Currently, there are nine genes associated with IEIs in which mutations have been detected for both loss-of-function and gain-of-function mutations: CFB, C3, CARD11, STAT1, STAT3, WAS, JAK1, IFIH1, and ZAP70 [2]. Gain-of-function (GOF) mutations bestow a different function upon the mutant gene due to the mutation it undergoes, leading to unexpected protein production. This type of mutation increases the transcription of a gene, endowing it with heightened activity and mobility, often referred to as a hypermorphic gene. Conversely, loss-of-function (LOF) mutations render the gene product dysfunctional. A gene product completely devoid of function is termed a null allele or amorphous allele. If the mutant type retains partial function, it is referred to as a hypomorphic allele. For instance, while functional mutations in STAT3 may manifest with lymphoproliferation, including lymphadenopathy and hepatosplenomegaly, and early-onset multisystem autoimmunity, STAT3 loss-of-function mutations underlie hyperimmunoglobulin E syndrome (Job’s syndrome). This syndrome is characterized by recurrent infections, eczema-like skin rashes, and vulnerability to severe lung infections. While both LOF and GOF of STAT3 cause immune deficiency, GOF leads to infections distinct from those observed with LOF, accompanied by more common connective tissue abnormalities [25, 26]. Moreover, a 5-year-old male with a novel ZAP70 c.1448C > T (p.Ser483Phe) variant underwent hematopoietic stem cell transplantation (HSCT), yielding successful clinical and immunologic outcomes.

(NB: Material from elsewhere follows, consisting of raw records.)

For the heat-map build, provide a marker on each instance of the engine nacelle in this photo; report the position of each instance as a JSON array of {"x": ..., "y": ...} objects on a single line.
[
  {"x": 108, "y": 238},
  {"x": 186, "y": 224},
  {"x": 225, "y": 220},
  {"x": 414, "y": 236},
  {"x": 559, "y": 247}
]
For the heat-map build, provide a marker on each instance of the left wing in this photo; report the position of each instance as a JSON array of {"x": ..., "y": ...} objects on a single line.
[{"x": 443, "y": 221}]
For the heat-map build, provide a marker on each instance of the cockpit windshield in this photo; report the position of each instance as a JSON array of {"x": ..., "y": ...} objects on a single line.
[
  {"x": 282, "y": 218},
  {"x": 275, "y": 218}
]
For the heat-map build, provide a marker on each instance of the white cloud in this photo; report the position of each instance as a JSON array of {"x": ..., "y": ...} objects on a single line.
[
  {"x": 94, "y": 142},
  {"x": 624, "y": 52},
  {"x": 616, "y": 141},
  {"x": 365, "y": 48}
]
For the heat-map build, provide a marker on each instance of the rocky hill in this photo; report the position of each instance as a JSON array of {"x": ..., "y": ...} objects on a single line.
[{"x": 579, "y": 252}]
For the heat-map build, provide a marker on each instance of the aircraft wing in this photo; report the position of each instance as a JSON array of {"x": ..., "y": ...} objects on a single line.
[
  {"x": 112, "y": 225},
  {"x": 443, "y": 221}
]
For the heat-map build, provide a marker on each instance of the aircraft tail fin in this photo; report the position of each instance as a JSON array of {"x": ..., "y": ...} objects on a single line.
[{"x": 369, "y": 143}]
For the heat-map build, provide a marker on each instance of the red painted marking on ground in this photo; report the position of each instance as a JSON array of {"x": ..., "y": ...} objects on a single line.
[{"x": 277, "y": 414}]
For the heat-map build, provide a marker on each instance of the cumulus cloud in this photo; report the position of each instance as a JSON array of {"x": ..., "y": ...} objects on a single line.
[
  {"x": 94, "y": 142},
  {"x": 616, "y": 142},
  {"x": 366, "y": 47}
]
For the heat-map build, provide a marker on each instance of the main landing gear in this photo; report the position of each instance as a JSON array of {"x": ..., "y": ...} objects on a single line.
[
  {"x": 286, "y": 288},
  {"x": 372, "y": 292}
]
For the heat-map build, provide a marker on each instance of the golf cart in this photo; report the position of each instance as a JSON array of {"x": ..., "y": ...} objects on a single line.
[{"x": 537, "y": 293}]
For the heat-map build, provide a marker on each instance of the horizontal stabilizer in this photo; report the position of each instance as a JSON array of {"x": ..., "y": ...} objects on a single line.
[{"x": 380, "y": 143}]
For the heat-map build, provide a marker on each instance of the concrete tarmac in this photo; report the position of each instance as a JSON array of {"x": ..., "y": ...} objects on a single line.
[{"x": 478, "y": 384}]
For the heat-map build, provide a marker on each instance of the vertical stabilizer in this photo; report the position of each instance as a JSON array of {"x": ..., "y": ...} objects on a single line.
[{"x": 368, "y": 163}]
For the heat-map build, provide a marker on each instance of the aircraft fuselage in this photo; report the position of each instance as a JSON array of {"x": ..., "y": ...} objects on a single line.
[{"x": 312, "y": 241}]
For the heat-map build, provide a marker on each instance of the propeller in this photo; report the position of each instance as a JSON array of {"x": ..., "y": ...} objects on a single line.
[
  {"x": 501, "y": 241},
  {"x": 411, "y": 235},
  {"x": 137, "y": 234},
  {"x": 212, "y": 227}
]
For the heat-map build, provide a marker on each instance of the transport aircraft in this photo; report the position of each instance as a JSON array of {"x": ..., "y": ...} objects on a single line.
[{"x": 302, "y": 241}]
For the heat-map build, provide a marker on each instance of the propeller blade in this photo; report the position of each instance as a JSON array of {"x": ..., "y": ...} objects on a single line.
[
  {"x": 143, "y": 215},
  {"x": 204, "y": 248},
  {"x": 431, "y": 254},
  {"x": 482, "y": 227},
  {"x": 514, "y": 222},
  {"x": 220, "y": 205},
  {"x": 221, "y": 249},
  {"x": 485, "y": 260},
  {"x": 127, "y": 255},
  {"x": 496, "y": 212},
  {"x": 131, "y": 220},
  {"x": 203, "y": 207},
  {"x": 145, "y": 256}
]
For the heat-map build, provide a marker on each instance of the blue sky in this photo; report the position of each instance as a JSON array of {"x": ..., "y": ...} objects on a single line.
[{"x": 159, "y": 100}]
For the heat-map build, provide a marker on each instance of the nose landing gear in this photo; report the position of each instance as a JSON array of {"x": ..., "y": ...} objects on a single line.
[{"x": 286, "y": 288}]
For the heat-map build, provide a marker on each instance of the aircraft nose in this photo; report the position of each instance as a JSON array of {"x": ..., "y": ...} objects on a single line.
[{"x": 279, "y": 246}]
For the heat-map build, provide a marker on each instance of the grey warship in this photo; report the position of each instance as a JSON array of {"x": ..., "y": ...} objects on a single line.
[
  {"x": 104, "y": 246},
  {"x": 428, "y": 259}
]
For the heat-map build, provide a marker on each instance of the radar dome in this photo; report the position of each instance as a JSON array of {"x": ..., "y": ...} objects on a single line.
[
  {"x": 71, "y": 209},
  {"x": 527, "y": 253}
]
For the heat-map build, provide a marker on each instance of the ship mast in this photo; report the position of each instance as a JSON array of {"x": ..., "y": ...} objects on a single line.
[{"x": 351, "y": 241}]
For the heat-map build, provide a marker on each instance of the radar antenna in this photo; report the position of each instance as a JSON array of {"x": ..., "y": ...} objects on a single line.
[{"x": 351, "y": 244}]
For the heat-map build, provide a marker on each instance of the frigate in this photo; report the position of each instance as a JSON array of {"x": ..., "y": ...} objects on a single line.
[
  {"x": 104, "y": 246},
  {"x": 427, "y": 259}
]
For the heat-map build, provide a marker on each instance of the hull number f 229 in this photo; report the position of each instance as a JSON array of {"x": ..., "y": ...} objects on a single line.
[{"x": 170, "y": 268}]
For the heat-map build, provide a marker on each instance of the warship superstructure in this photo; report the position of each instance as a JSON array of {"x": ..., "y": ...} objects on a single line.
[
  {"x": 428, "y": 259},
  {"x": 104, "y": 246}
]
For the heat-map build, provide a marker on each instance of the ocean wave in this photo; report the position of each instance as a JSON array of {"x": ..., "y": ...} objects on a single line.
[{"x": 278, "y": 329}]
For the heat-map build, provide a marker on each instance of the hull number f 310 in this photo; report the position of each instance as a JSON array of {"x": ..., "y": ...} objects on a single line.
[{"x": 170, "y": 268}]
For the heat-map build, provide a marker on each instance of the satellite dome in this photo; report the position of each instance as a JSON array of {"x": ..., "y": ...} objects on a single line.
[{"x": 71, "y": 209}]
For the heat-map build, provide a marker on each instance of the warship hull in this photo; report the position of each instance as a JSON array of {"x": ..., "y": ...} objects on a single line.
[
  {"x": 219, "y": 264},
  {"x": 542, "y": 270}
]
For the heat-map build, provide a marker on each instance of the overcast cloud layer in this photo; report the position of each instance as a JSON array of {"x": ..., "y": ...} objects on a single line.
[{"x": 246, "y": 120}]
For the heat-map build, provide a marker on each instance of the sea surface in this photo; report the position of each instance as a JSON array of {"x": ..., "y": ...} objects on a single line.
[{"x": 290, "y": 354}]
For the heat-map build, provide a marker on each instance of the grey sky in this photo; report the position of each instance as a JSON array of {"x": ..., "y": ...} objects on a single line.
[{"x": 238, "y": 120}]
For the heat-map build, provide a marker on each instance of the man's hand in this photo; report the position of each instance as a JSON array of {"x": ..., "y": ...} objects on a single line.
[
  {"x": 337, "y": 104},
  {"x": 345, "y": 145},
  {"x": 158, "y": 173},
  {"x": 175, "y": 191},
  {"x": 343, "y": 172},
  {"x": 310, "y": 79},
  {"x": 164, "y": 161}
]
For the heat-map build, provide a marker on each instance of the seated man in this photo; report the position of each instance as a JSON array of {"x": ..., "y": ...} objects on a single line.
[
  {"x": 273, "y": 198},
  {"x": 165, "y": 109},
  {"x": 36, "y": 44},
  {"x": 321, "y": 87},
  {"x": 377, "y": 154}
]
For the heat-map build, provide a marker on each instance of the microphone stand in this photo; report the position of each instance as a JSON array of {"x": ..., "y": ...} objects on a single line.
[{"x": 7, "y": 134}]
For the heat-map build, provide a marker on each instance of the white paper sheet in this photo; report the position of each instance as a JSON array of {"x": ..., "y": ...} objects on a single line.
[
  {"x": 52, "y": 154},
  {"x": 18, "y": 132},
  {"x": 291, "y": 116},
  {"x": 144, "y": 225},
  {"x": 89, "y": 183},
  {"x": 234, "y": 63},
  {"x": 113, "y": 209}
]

CTLA4 deficiency is a rare disorder profoundly disrupting immune system regulation, leading to conditions such as intestinal disease, respiratory infections, autoimmune issues, and enlarged lymph nodes, liver, and spleen. Abatacept offers a potentially effective treatment for patients with documented CTLA-4 deficiency, inducing and sustaining remission of enteropathy [27].

In summary, PIRDs can manifest similar clinical profiles despite distinct genetic defects, and conversely, the same genetic defect can result in diverse clinical presentations. Beyond clinical diagnosis, identifying the molecular defect causing the disease is pivotal for prognosis prediction, treatment planning (e.g., abatacept, HSCT), preimplantation genetics, prenatal diagnosis, and carrier identification. Despite the genetic diversity underpinning PIRDs, genetic counseling assumes a crucial role in managing and shaping future decisions for affected families.

In conclusion, the integration of NGS into the study of PIRD molecular genetics provides a comprehensive and nuanced understanding of the disorder. From identifying rare variants to uncovering novel mutations, NGS emerges as a cornerstone technology, offering unprecedented insights that pave the way for personalized medicine and improved patient outcomes in the realm of Inborn Errors of Immunity. A key conclusion from this multicenter study: This report represents the inaugural utilization of NGS for diagnosing the Turkish PIRD cohort, offering novel insights that expand the spectrum of clinical manifestations attributed to various PIRD-related mutations.